AINSLEY EARHARDT BLAMING THE "DEEP STATE" FOR ROSEANNE'S FIRING ISN'T THE WORST THING ABOUT THIS FOX CLIP

At this point, it's just a game of Wingnut Mad Libs, isn't it?
On Friday morning, the super-geniuses [at Fox & Friends offered a bold new theory about why a conservative like [Roseanne] Barr was fired ... while a liberal like [Samantha] Bee remains on the air: Maybe it’s the (please read this in a spooky voice) deep state. Ya.

“What is it?” Fox & Friends host Ainsley Earhardt asked during a segment dubbed the “crude comment controversy.” She continued: “Is it the deep state? Anything a conservative does, they want to go after their love life, their money, their children?”
But the absurdity of this is not the worst part of the clip. Watch it:



Notice who asks the question that leads to Earhardt's speculation? It's David Bossie. Notice what he says?
How about we don't do that anymore? We can have great debates on the ideas and on policy. But why is everything now in the gutter? Why has everything become personal? And it's all because they hate this president. And I say this: They hate this president more than they love this country, the left.
That would be this David Bossie:
He first came to national attention in a July 1992 report on the "CBS Evening News." ...
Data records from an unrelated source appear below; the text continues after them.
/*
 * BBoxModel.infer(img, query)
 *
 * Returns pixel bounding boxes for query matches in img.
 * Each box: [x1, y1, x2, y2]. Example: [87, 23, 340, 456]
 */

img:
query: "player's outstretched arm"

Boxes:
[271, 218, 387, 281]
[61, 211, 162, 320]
Correspondent Eric Engberg reported that Bossie and a retired D.C. police officer, Jim Murphy, both working for [Floyd] Brown [of Citizens United], had been harassing the friends and family of Susan Coleman, who had committed suicide years before. They were trying to confirm that Coleman shot herself "following a love affair with her law professor, Bill Clinton, that left her pregnant," Engberg reported. Bossie and Murphy trailed Coleman's mother to an Army hospital in Augusta, Ga., where her husband was being treated for a stroke. "Here the two men burst into the sick man's room," Engberg narrated, "and began questioning the shaken mother about her daughter's suicide." A chastened Bossie later told friends that the CBS story had made his grandmother cry.
And this David Bossie:
In 1994, Bossie traveled to Fayetteville, Ark., with an NBC producer, where the two allegedly "stalked" and "ambushed" Beverly Bassett Schaffer, a former state regulatory officer and a lawyer who had played a small role in the so-called Whitewater conspiracy. The two confronted Schaffer outside her office and, after she refused an on-camera interview, reportedly chased her across town, until she found refuge in the lobby of an office building....

In November 1996, Bossie improperly leaked the confidential phone logs of former Commerce Department official John Huang to the press. And he did that by deceiving other GOP congressional aides, according to an account published in Roll Call, which quoted one Republican aide comparing Bossie's deceptive presence to "Ollie North running around the House."
And this David Bossie:
In 1998, Bossie was forced to resign from his role as top investigator on the House Government and Reform Committee for his alleged role in releasing selectively edited transcripts and video of prison conversations by Clinton confidant Webster Hubbell. The transcripts and video, whose editing was overseen by Bossie, removed exculpatory statements from Hubbell that downplayed alleged wrongdoing by Hillary Clinton at their former law firm.
And this David Bossie:
... when [Donald] Trump was demanding President Barack Obama release his long-form birth certificate ... [h]ere’s what Bossie wrote in 2011 (via Media Matters):
Why did the mainstream media not demand Obama’s birth certificate in 2008, just like they demanded records from Bill Clinton and George W. Bush in 1992 and 2000, respectively? There is a lesson to be learned here for members of the press corps who are sympathetic to Mr. Obama to a fault. Giving him a free pass on politically inconvenient issues does not help him in the long run politically. In fact, this issue has demonstrated it is quite the opposite. In U.S. presidential elections before 2008, there was something referred to as a “vetting” process.
That guy is accusing other people of making everything in politics "personal," of taking everything to the "gutter," and of hating a president more than they love America.